Je travaille depuis longtemps sur la valeur travail dans les pays européens. J'ai notamment publié en 2008, avec Lucie Davoine, au Centre d'études de l'emploi, une étude intitulée « Place et sens du travail en Europe : une singularité française ? » Nous avons constaté que les choses avaient évolué depuis Max Weber et son éthique du capitalisme, et que, désormais, le travail était plus valorisé dans les pays catholiques que dans les pays protestants, mais la spécificité française a deux autres explications. D'une part, nous connaissons depuis longtemps un très fort tôt de chômage, et plus le travail manque plus il est important ; d'autre part, la dimension post-matérialiste et expressive du travail, comme source d'épanouissement personnel, l'emporte de loin chez nos concitoyens sur sa dimension instrumentale – source de revenus et de sécurité. Nous sommes très différents en cela des Danois, des Britanniques ou des Néerlandais, qui ont un rapport plus pragmatique au travail. Je vous renvoie ici à un récent document du CREDOC, intitulé « Le loisir à l'ombre de la valeur travail », qui confirme cette analyse.
Pour ce qui concerne l'indice de satisfaction des salariés non qualifiés par rapport à la RTT, j'insiste surtout sur les femmes non qualifiées qui, pour 40 % d'entre elles, n'en ont tiré aucun bénéfice. Il s'agit pour la plupart de salariées ayant des horaires de travail atypiques. La situation des femmes non qualifiées sans jeunes enfants s'est dégradée. Nous avons montré, avec mes collègues Marie Wierink et Marie-Odile Simon, dans une publication intitulé : « Pourquoi certaines femmes arrêtent-elles de travailler à la naissance d'un enfant ? », Premières synthèses 2003, que les femmes qui ont des horaires de travail atypiques sont contraintes de sortir de l'emploi à la naissance d'un enfant. La RTT a encore dégradé leurs conditions de travail parce qu'elle a rendu leurs horaires encore plus imprévisibles. Nous avons beaucoup travaillé, avec Gilbert Cette et Nicolas Dromel, sur la prévisibilité, et je confirme qu'il s'agit là d'un facteur de satisfaction essentiel.
J'attendais de la RTT qu'elle rééquilibre l'investissement des hommes et des femmes dans les activités domestiques.

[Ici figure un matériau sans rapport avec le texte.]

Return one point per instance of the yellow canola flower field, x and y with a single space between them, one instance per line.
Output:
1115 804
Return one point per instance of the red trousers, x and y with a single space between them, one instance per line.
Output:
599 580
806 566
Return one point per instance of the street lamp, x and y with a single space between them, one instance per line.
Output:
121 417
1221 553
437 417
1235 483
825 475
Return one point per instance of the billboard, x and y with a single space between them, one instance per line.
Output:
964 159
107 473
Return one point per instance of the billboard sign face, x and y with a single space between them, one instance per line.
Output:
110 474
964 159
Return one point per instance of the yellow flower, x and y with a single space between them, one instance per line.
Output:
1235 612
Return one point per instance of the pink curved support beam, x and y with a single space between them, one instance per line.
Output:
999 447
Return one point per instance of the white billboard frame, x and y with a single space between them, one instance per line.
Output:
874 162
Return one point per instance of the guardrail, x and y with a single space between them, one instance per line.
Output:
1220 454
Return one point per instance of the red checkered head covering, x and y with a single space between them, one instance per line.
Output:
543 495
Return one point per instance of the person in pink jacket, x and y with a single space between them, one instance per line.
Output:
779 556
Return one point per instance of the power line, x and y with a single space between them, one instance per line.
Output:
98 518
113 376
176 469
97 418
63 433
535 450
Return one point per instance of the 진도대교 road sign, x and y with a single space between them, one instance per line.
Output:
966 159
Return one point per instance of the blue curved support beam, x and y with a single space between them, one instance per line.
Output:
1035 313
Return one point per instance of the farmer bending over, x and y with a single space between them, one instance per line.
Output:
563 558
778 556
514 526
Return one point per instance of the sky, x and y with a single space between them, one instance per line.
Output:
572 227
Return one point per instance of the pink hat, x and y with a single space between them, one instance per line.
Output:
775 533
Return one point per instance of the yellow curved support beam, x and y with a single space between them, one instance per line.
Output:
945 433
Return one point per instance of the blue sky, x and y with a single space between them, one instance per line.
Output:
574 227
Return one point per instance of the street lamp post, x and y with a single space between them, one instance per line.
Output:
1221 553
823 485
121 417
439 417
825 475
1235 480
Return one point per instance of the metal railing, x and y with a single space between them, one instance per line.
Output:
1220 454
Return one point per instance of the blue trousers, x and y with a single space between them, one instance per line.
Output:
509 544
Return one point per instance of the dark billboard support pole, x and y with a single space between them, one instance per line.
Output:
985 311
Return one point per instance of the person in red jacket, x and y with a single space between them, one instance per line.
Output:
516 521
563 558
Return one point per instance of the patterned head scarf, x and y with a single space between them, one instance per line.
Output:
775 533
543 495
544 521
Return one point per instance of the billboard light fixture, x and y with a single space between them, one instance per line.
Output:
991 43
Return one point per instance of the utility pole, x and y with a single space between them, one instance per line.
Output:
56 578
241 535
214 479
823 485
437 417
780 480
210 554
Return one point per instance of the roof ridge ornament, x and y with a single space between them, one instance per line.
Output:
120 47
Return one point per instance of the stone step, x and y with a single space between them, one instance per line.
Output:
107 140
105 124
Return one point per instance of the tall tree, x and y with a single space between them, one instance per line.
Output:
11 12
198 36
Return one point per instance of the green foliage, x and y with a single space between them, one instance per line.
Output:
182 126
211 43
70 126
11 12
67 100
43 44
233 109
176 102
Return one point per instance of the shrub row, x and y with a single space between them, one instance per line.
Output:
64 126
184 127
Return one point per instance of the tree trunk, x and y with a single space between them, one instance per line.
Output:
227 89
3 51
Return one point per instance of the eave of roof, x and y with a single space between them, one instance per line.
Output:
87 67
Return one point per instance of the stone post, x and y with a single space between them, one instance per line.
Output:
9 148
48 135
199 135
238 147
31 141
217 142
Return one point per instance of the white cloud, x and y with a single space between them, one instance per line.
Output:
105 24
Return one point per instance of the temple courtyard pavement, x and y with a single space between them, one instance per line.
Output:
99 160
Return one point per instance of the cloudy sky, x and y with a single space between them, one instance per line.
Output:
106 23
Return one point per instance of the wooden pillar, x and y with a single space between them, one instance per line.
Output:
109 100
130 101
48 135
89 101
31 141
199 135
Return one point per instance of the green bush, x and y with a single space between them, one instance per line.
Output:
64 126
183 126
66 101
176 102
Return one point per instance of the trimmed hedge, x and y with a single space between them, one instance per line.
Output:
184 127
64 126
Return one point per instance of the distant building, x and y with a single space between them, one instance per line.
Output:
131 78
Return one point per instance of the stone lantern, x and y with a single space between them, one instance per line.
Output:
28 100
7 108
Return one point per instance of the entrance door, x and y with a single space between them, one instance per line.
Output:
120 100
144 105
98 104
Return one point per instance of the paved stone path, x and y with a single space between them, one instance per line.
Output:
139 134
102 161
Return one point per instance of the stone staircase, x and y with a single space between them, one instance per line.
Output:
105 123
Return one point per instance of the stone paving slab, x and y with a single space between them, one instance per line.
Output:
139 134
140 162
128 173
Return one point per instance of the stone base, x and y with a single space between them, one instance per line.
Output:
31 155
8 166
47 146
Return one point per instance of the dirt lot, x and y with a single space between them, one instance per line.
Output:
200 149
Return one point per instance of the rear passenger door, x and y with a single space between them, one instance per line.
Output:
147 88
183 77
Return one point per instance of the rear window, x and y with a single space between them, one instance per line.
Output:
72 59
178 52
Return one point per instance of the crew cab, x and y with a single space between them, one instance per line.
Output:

À part dans les couples bi-actifs où l'homme y a été contraint, cela n'a globalement pas été le cas.
La RTT a en effet dégradé les conditions de travail là où il y a eu modulation du temps de travail et dans les entreprises où l'application de la loi a été mal encadrée, à savoir les entreprises qui n'ont pas bénéficié des allègements parce qu'elles ne respectaient pas les conditions imposées par la loi Aubry I, notamment l'interdiction de modifier le décompte du temps de travail, et qu'elles n'ont pas recruté à due proportion.

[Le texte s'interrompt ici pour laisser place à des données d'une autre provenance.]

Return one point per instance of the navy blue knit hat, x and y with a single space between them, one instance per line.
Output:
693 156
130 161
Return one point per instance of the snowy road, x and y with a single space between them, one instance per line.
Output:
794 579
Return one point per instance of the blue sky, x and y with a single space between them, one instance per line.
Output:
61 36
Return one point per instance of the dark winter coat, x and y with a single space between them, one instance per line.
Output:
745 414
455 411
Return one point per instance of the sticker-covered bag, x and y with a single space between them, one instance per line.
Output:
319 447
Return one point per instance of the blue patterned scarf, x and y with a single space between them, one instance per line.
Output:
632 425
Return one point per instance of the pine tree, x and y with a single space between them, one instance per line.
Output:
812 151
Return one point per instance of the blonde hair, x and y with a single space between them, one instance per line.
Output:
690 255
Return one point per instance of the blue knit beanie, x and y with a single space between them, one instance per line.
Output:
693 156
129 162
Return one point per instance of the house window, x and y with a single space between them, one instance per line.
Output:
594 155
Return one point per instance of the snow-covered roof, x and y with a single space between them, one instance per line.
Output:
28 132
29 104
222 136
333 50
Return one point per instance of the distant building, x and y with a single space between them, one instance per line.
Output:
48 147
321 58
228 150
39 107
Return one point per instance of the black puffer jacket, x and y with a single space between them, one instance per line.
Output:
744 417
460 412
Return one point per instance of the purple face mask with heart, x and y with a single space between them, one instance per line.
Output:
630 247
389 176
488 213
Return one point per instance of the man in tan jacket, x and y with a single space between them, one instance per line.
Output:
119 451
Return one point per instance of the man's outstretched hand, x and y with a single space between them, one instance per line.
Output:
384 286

En ce qui concerne les effets de la loi Aubry II sur la vie des salariés, aucune enquête de la DARES n'est venue les mesurer car le sujet était devenu tabou. Nous ne pouvons nous appuyer que sur des enquêtes qualitatives, qui confirment que, selon les secteurs, la mise en place de la RTT s'est faite dans de plus ou moins bonnes conditions pour les salariés.
Je confirme que les contraintes qui s'exercent sur les salariés sont très fortes à Paris et en Île-de-France. C'est ce qui incite, par exemple, les personnels des hôpitaux à privilégier, contre l'avis des syndicats, l'organisation du travail en douze heures, qui leur permet de libérer de longues plages de temps libre.
Si la France est si mal classée en matière de conciliation entre travail et vie familiale, c'est que c'est dans notre pays que les femmes avec enfant qui travaillent sont les plus nombreuses.
Le partage du travail se fait selon des modalités très différentes selon les pays, et le modèle allemand, souvent prôné, repose sur des temps complets très importants – plus de quarante et une heures hebdomadaires – mais essentiellement masculins. Les comparaisons faites par Coe-Rexecode sont donc selon moi un peu scandaleuses, car elles ne considèrent que le travail à temps complet, sans tenir compte des femmes. Les temps partiels en Allemagne sont courts et précaires ; en France, en partie grâce à la RTT, ils sont plus longs. Ma préférence va au modèle français.